Revenue for Q1 2017 rose 8.4% to S$783.8 million (Q1 2016: S$723.3 million). The increase was attributable to improved performance from the property development segment which posted a 33.9% increase in contribution, primarily led by the progressive handover of units in Phase 1 of Suzhou Hong Leong City Center (HLCC) and a strong take up for Gramercy Park.
As at 31 March 2017, the Group’s net gearing ratio remained conservative at 16%, excluding revaluation surpluses from investment properties, with cash reserves of S$3.7 billion and interest cover at 8.1 times (Q1 2016: 9.4 times).

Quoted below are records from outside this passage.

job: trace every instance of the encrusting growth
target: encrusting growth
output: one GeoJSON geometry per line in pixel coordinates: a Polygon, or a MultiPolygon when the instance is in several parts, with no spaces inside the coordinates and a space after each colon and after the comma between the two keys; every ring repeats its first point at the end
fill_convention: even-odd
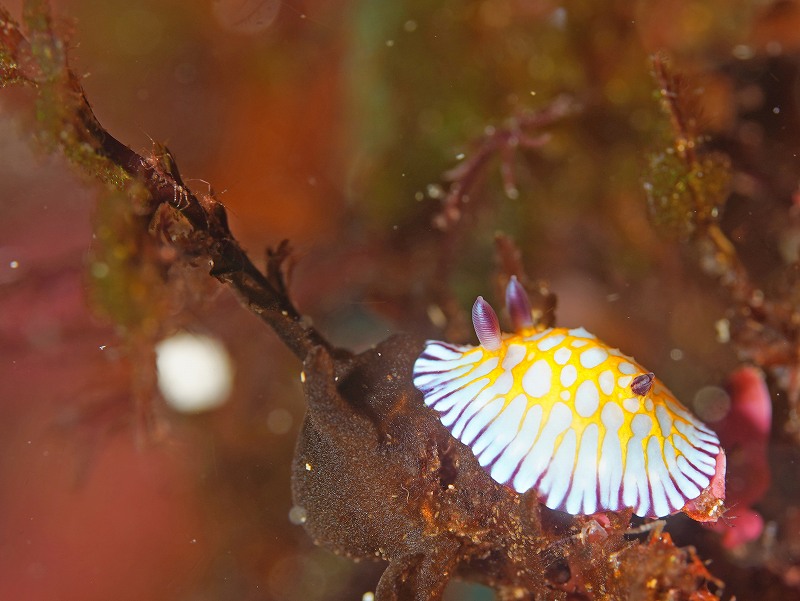
{"type": "Polygon", "coordinates": [[[715,522],[725,477],[716,434],[652,372],[583,328],[534,327],[516,278],[506,299],[514,334],[478,297],[480,346],[428,341],[414,364],[425,404],[491,477],[572,515],[685,510],[715,522]],[[704,493],[711,502],[698,511],[690,502],[704,493]]]}

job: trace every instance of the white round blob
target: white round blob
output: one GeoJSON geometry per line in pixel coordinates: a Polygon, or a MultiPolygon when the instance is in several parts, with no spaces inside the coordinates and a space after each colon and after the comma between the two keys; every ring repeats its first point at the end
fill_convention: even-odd
{"type": "Polygon", "coordinates": [[[230,397],[233,365],[225,347],[208,336],[181,332],[156,345],[158,388],[181,413],[216,409],[230,397]]]}

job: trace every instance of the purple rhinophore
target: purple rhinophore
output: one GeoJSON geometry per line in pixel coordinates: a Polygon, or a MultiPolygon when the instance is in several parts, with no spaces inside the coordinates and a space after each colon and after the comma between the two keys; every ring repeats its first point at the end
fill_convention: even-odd
{"type": "Polygon", "coordinates": [[[496,351],[502,344],[502,333],[497,313],[492,306],[479,296],[472,305],[472,325],[481,346],[487,351],[496,351]]]}
{"type": "Polygon", "coordinates": [[[645,396],[653,387],[653,380],[655,377],[656,376],[653,372],[636,376],[633,379],[633,382],[631,382],[631,390],[633,391],[633,394],[637,396],[645,396]]]}
{"type": "Polygon", "coordinates": [[[506,286],[506,308],[515,332],[533,327],[531,301],[515,275],[511,276],[506,286]]]}

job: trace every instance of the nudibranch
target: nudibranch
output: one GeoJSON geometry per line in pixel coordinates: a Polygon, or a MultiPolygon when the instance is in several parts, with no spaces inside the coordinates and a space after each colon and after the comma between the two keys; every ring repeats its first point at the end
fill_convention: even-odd
{"type": "Polygon", "coordinates": [[[525,289],[506,289],[514,333],[478,297],[480,345],[429,340],[414,385],[496,482],[535,489],[572,515],[632,508],[715,522],[725,453],[652,372],[583,328],[536,327],[525,289]]]}

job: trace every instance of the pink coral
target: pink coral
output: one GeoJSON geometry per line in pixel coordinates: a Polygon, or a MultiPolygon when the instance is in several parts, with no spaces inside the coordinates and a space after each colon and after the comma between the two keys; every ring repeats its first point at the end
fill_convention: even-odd
{"type": "Polygon", "coordinates": [[[743,367],[728,380],[731,406],[714,424],[728,453],[727,504],[731,527],[719,522],[708,527],[722,534],[722,544],[733,548],[761,535],[764,520],[752,509],[767,491],[770,470],[767,443],[772,423],[772,403],[761,372],[743,367]]]}

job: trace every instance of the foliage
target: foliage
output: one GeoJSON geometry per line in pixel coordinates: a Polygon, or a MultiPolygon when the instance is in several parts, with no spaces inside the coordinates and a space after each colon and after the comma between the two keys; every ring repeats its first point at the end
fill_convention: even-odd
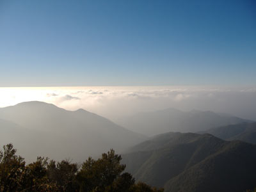
{"type": "Polygon", "coordinates": [[[124,173],[122,157],[111,149],[97,160],[89,157],[81,168],[68,160],[39,157],[26,164],[12,144],[0,150],[0,192],[163,192],[124,173]]]}

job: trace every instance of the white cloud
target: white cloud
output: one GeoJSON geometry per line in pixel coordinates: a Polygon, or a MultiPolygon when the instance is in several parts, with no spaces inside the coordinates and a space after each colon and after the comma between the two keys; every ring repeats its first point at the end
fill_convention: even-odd
{"type": "Polygon", "coordinates": [[[70,110],[84,108],[115,119],[167,108],[198,109],[256,120],[256,88],[200,86],[2,88],[0,107],[29,100],[70,110]]]}

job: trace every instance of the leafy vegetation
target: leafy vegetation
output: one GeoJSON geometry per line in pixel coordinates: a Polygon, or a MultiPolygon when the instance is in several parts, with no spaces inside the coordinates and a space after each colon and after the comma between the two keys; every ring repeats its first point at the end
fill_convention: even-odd
{"type": "Polygon", "coordinates": [[[143,183],[135,183],[124,172],[125,165],[113,150],[97,160],[89,157],[81,166],[38,157],[26,164],[12,144],[0,151],[1,192],[163,192],[143,183]]]}

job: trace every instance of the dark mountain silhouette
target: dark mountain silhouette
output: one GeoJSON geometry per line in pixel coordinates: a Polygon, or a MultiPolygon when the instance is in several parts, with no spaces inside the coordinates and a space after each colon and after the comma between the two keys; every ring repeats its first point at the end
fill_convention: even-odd
{"type": "Polygon", "coordinates": [[[173,108],[140,113],[116,122],[130,130],[152,136],[170,131],[196,132],[249,120],[212,111],[184,112],[173,108]]]}
{"type": "Polygon", "coordinates": [[[38,154],[83,161],[109,148],[121,152],[145,140],[96,114],[83,109],[67,111],[37,101],[0,108],[0,119],[1,144],[6,143],[3,141],[15,143],[26,159],[35,159],[38,154]]]}
{"type": "Polygon", "coordinates": [[[244,191],[255,187],[256,146],[211,134],[168,132],[123,156],[137,180],[166,192],[244,191]]]}
{"type": "Polygon", "coordinates": [[[200,133],[205,132],[225,140],[241,140],[256,144],[256,122],[212,128],[200,133]]]}

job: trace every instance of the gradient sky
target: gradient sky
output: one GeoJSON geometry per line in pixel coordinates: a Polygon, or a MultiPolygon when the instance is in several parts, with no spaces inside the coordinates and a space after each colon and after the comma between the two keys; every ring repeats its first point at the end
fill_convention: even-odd
{"type": "Polygon", "coordinates": [[[0,0],[0,86],[256,85],[255,1],[0,0]]]}

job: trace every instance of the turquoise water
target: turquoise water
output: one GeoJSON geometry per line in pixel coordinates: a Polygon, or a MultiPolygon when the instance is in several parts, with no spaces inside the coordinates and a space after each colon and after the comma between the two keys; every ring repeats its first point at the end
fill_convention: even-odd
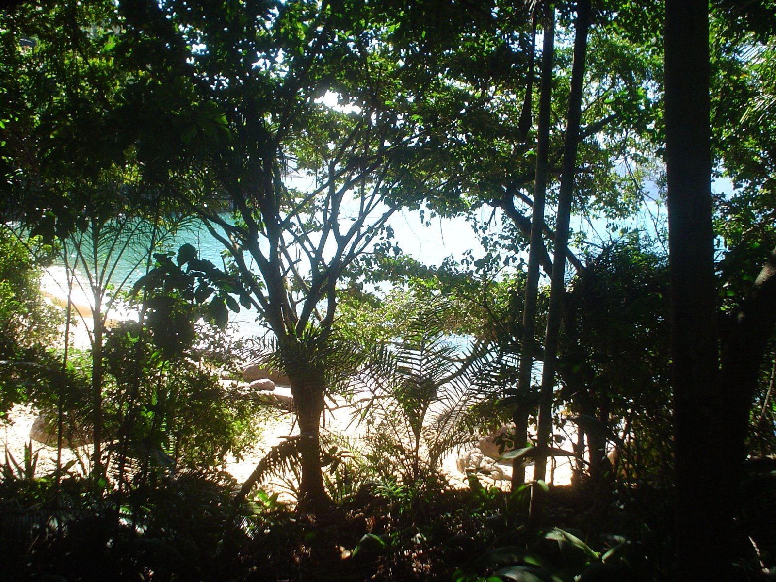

Mr Kwek Leng Beng, CDL Executive Chairman, said, “Looking ahead, in a dislocating market, we remain alert to deploy our strong balance sheet for acquisitions in Singapore and abroad. We will seek new opportunities, value accretive assets and synergistic partnerships that complement our core business.”
“The residential property market in Singapore is beginning to show some signs of recovery. Property prices appear to be stabilising, especially in the high-end market, and there is increased investor confidence as Singapore remains a relatively safe haven in a highly volatile marketplace. Recent policy relaxations are measured and prudent, and support the aim of buying property as a form of long-term investment. We are confident that the Singapore Government will continue to monitor market conditions closely and make the necessary tweaks to the other property cooling measures as and when the situation warrants.”
Mr Grant Kelley, CDL Chief Executive Officer, said, “Since the start of 2017, we have been highly acquisitive in Singapore and overseas, having made approximately S$770 million of investments yearto-date. These comprise our investment in Distrii – China’s largest co-working space operator; Ransomes Wharf in Battersea, London; a Shanghai commercial project – Meidao Business Plaza in Hongqiao; the Tampines Avenue 10 site in Singapore; and the recent acquisition of The Lowry Hotel in Manchester, UK, by CDLHT. In particular, we are taking advantage of the subdued sentiment and weaker currency in some of our key target markets such as the UK which may offer an attractive entry point. We will remain disciplined in our capital deployment for physical assets, equities or debt instruments. We also continue to look for accretive funds management executions.”